Deep Reinforcement Learning

Humans excel at solving a wide variety of challenging problems, from low-level motor control through to high-level cognitive tasks. Deep Reinforcement learning (DRL) is an aspect of machine learning that leverages agents by taking actions in an environment to maximize the cumulative reward. DRL uses a paradigm of learning by trial-and-error, solely from rewards or punishments. DRL is one of three basic machine learning paradigms, along with supervised learning and unsupervised learning. DRL is focused on finding a balance between exploration (looking at uncharted territory) in combination with exploitation (existing knowledge). It uses the Markov decision process along with reinforcement learning

Figure 1: Markov Decision Process


Anaconda is a popular tool with data scientists to deploy AI and machine learning projects into production at scale. Anaconda contains packages in Python and R programming languages for scientific computing (data science, machine learning applications, large-scale data processing, predictive analytics, etc.),  while simplifying package management and deployment. The Anaconda distribution includes data-science packages suitable for Windows, Linux, and MacOS.

The Solution:

The goal of the solution is to showcase Virtualized Deep Reinforcement Learning leveraging Bitfusion to share NVIDIA GPUs. The components used in the solution include

  • Anaconda4 running on a Ubuntu 16.0.4 virtual machine
  • Bitfusion Flexdirect Client to access GPU resources over the network
  • Deep Q Learning code to create a trained model for playing Doom with PyTorch
  • CPU only machine to be used as for model deployment to run Doom before and after training the model as an exercise in inference

Package Setup:

The solution was run on a VMware Ubuntu VM. The components of the solution include:

  • Anaconda4 allows setting up of python environments that are isolated and have their own set of libraries (which could be python-based or based on other languages too)
  • VizdoomViZDoom allows developing AI bots that play Doom using only the visual information (the screen buffer). It is primarily intended for research in machine visual learning, and deep reinforcement learning, in particular.

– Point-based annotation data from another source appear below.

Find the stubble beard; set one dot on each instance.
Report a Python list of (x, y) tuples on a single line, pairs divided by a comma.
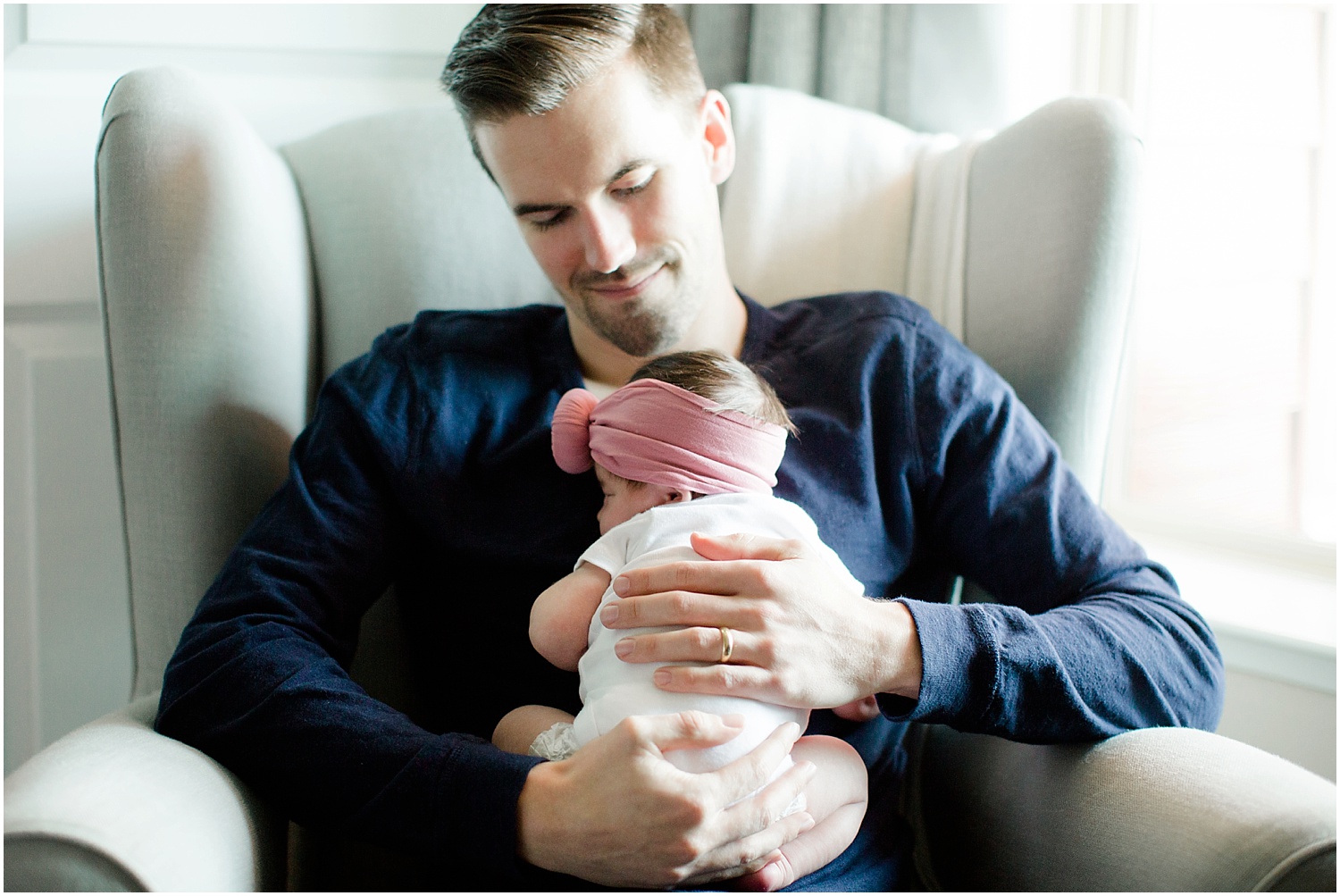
[(650, 324)]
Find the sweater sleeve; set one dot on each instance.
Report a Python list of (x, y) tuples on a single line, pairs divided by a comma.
[(1088, 636), (259, 679)]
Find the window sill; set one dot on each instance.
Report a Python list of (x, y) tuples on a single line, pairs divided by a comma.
[(1269, 620)]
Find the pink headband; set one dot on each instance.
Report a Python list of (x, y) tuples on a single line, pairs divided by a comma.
[(653, 431)]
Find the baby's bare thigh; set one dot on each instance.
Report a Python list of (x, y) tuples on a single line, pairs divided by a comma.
[(841, 777)]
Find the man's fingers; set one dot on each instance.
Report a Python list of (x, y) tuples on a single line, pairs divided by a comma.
[(693, 644), (694, 576), (733, 681), (753, 852), (737, 780), (685, 730), (745, 547), (681, 608)]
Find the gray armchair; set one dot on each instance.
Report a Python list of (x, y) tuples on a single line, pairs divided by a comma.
[(236, 276)]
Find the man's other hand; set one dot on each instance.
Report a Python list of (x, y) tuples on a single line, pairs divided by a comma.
[(618, 813), (799, 638)]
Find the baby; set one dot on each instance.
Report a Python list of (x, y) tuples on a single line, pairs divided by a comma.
[(691, 444)]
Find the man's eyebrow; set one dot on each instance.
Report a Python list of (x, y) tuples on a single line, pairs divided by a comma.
[(532, 208), (627, 169)]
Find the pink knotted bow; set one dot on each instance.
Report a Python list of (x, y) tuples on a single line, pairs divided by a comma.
[(653, 431)]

ViZDoom is based on ZDoom to provide the game mechanics.

  • Pytorch is an open source machine learning framework that accelerates the path from research prototyping to production deployment.


Figure 2: Solution components

Training Setup

  • VMware VM running Ubuntu 16.0.4 run on-premises in the Santa Clara Datacenter
  • Training leveraged Bitfusion based access to GPU resources over the network within the same datacenter

Inference Setup

  • Inference in this case is a Game Player which plays a simple version of the game Doom and is run on a Windows lap-top
  • This lap-top uses just the CPU for playing the game Doom using the model generated in the training phase

Leveraging ViZDoom for Deep Reinforcement Learning:

ViZDoom will be used in the solution for AI bots that play Doom with the available visual information, represented by the screen buffer. ViZDoom is primarily intended for research in machine visual learning, and deep reinforcement learning, in particular. ViZDoom is based on ZDoom to provide the game mechanics.        ViZDoom API is reinforcement learning friendly and is suitable also for learning from demonstration, apprenticeship learning or apprenticeship via inverse reinforcement learning, etc.

Figure 3 Reinforcement learning agent shooting a monster in ViZDoom

Training Process:


Figure 4: Virtual infrastructure used for training

The training for ViZdoom was performed initially with the CPUs available in the virtual machine. The virtual machine used to train the model is shown.

Figure 5: DRL Training run on CPUs


The deep reinforcement training process leveraging CPUs and the training times were seen to be between 62 and 85 minutes. One of the runs with some of the Epochs are shown

In the second phase, the virtual machine was provided access to NVIDIA GPUs through VMware Bitfusion and the training phase leveraged GPUs. Bitfusion uses a client server model for access with the GPUs being accessed over the network. One of the virtual machines servicing GPU requests is shown below.

Figure 6: GPU servers used for Training

The training phase leveraging GPUs is shown below with some of the EPOCHs. Training with GPUs took only half the time compared to CPU only training.

Figure 7: DRL Training run on GPUs



Basic Model:

The inference engine is a laptop where a model plays the game of ViZDoom. A run leveraging a simple model without any deep reinforcement learning is shown below.

Figure 8: Training game with simple model


The accuracy of the computer playing the game is dismal with the simple model as shown in the results below.

Figure 9: Game Scores from simple model


Deep Reinforcement Learning model:

The model that was trained using deep reinforcement learning was used by the computer to play ViZDoom.

Figure 10: Training game with DRL model

The soundness of the model is seen in the results which show great accuracy by the computer in the execution of the game.

Figure 11: Game Scores from DRL model



In this solution, we successfully showed a virtualized environment used for deep reinforcement learning. The ViZDoom game was played with a simple model, then with the DRL based model and the results were compared. The training phases was run with traditional CPUs and then with over the network GPUs leveraging Bitfusion. The capabilities of leveraging GPUs for Deep Reinforcement Learning were showcased successfully in a vSphere based virtualized environment. Anaconda, a preferred platform for Data Scientists running on vSphere was effectively demonstrated for training, evaluation and inference in the DRL workflow.